La Congrégation de Bétharram, qui dirigeait l'établissement béarnais au cœur d'un vaste scandale de violences commis sur des enfants, a confirmé le 13 octobre l'indemnisation de toutes les victimes, de personnels religieux comme de laïcs, en commençant par celles d'agressions sexuelles.
Cet ordre franco-italien avait reconnu en mars sa "responsabilité" dans les faits dénoncés par plus de 200 plaintes individuelles, dont la moitié pour des agressions à caractère sexuel mais presque toutes prescrites, et annoncé des mesures avec l'aide de l'Institut francophone pour la justice et la démocratie (IFJD).
Lundi, il a annoncé dans un communiqué "l'élargissement du mandat de la Commission Reconnaissance et Réparation (CRR, mise en place par l'Église catholique en 2021, NDLR) aux violences sexuelles commises par les laïcs à Notre-Dame-de-Bétharram".
Jusque-là, seules les victimes de religieux étaient prises en compte. "Que des victimes aient déjà été indemnisées par la CRR et pas d'autres est vécu comme une injustice", a déclaré à l'AFP Magalie Besse, directrice de l'IFJD, ONG spécialisée dans la justice transitionnelle en zone de conflit.
D'ici la fin d'année, la Congrégation des pères de Bétharram doit "abonder son fond de réparation", pour de premières indemnisations prévues début 2026, selon Mme Besse.
Elle s'appuiera sur le système d'évaluation de la gravité et des incidences des violences sexuelles "déjà fonctionnel" de la CRR, souligne-t-elle.

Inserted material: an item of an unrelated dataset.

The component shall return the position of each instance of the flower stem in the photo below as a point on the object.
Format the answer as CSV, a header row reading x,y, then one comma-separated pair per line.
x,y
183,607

D'un montant moyen de 34.000 euros, l'indemnisation est plafonnée à 60.000 euros, soit "beaucoup plus que des réparations judiciaires".

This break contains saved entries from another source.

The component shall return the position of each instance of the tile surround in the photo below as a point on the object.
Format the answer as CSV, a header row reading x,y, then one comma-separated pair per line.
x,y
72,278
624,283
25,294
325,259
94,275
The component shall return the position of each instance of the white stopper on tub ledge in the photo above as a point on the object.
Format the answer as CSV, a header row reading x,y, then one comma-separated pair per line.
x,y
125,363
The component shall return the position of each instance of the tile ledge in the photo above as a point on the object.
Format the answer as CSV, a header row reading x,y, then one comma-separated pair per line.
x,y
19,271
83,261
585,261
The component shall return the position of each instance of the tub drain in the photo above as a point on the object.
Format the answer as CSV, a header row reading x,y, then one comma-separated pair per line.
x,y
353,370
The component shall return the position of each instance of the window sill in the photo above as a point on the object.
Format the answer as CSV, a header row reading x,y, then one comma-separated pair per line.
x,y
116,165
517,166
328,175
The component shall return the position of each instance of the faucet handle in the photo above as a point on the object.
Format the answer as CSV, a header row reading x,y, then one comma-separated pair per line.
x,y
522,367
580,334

Alain Esquerre, ancien élève de Bétharram et représentant d'un collectif de victimes, regrette qu'il ait "fallu plus de sept mois pour que la congrégation passe enfin à l'action".
Selon un audit, encore inachevé, le patrimoine immobilier de la congrégation s'élève à 5 millions d'euros, à condition que "les biens soient effectivement vendables", relève Magalie Besse, qui concède une "crainte sur le financier".

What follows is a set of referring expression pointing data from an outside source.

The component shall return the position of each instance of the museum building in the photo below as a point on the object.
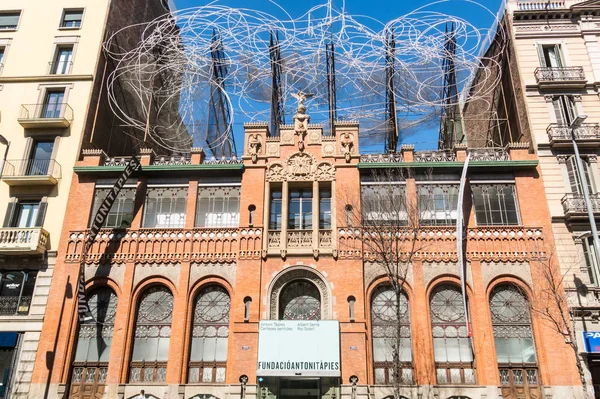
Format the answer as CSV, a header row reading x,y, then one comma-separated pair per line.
x,y
254,276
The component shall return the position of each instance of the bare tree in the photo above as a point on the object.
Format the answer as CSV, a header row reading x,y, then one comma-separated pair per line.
x,y
552,306
390,223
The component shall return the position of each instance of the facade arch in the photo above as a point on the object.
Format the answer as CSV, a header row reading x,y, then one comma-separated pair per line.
x,y
300,273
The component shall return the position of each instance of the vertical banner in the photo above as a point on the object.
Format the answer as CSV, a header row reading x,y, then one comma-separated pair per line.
x,y
83,309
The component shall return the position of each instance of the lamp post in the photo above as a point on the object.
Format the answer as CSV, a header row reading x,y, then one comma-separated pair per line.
x,y
586,195
7,144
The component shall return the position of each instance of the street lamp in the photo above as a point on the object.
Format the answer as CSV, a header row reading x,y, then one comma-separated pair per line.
x,y
586,195
7,144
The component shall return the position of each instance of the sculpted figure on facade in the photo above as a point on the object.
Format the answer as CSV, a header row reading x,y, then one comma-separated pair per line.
x,y
254,146
301,119
347,145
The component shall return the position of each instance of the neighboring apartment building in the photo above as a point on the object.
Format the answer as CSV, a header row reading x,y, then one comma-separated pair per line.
x,y
51,69
251,278
556,50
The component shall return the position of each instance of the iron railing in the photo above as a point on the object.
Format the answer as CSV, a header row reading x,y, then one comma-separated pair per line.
x,y
575,203
585,131
32,167
562,74
59,67
46,111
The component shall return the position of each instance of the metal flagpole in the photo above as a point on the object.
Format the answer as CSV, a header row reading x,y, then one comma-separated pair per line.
x,y
83,309
459,244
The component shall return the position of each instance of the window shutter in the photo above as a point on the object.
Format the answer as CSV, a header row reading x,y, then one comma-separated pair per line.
x,y
39,222
10,213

Alain Esquerre, lui, demande une "vraie enquête" financière. "La congrégation a des biens immobiliers dans 15 pays, elle raconte ce qu'elle veut, on se moque de nous", réagit-il.
A ce jour, la congrégation indique avoir versé 900.000 euros à plus de 20 victimes et qu'une vingtaine de dossiers sont en cours de traitement.
Pour M. Esquerre, l'État ne "doit pas s'exonérer" de ses responsabilités, tout "comme l'Église", après avoir laissé des établissements sous contrat "en roue libre pendant des décennies".
Il attend en outre toujours les moyens d'enquête promis en février par l'ancien Premier ministre François Bayrou, accusé par ailleurs d'avoir menti sur sa connaissance des violences commises au sein de l'établissement où ont été scolarisés plusieurs de ses enfants et où sa femme enseignait le catéchisme.
Pour les victimes de violences physiques, exclues du champ d'indemnisation de la CRR, un "mécanisme" de calcul doit encore être défini, selon la directrice.
Seules deux plaintes sur les plus de 200 déposées depuis février 2024 ne sont pas prescrites. Un seul ex-surveillant de Bétharram a été mis en examen pour viol et agression sexuelle, sur un total de quinze prêtres, presque tous décédés, et quatre laïcs mis en cause de 1957 à 2004.